Rachel Carson (author of Silent Spring, and a bit of an inspirer of humankind herself) summed it up rather well: “It is not half as important to know, as to feel when introducing a young child to the natural world.” In other words, it’s the discovery that’s the magic, not the knowledge.

My fear is that, in the future, it’ll be the ipads doing too much of the discovery…


Handy pointer to Forest Schools


So it’s here that I point to the Forest School initiative. You’ve probably heard about it through a friend of a friend, or read some nice press. It’s a lovely approach to teaching, pioneered by the Scandinavians. More and more schools here appearing to be taking notice.

The rules are simple. Get a forest, get the pupils learning there, and help them learn in their own way; steering them to make learning associations and pursue their interests themselves, and largely through play.

It’s all about discovery (of course) and there’s lots of information at: http://www.forestschools.com. Here you can find out how to set them up, where your local Forest School is, and how to get trained-up (there are five levels of Forest School teachers, don’t you know).

To update Wordsworth’s famous quote: “Let nature be your guide (not your ipad).” Amen.

Some resources about learning about forests

So what else is going on this week? Well, here would be a good place to squeeze in a special mention to Mission:Explore. This educational application allows members to post outdoor ‘missions’ in outdoor spaces, and encourage other members to go out and do them. Again, discovery is what it’s all about.

There are lots of forest-based missions on the (packed) map, including: “Go and sit on the lowest branch on this tree” or “draw a 360 panorama sat under this tree.” There’s a real guerrilla charm about the Mission:Explore website, even if it’s just about getting ideas for entertaining the kids at half-term.

If you want more ways to let the forests do the teaching, there are other resources to help. I had a little rant last week about the Forestry Commission, but they do have a few resources for your perusal. You can find these here.
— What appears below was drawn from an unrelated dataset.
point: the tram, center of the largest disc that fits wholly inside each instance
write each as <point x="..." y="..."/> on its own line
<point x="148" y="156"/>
Another organisation that can provide you with resources is the Forest Education Initiative, which has a sackful of educational resources, mainly focused on how wood gives us nature-friendly woodland and, through management, everyday wood products like errr…. nest-boxes.

National nest-box week

Ah, talking of nest boxes don’t forget that next week is National Nest Box Week. This lovely initiative (which is also a neat bird monitoring tool for bird conservationists, the British Trust for Ornithology), encourages everyone to make and put up bird boxes in preparation for spring. On the website there’s guidance on making bird boxes, and importantly, how to monitor which birds may be using the box when egg-laying starts soon. It all kicks off on Valentine’s Day (when else?).

As always, I am up for hearing your comments, feedback and other pointers for helping environmental educators stay connected to what’s going on in the wildlife conservation scene.

Now’s the time to get inspired, particularly as the days lengthen and nature’s loins start to stir! (Hmmmm….I’ll leave you with that rather weird image).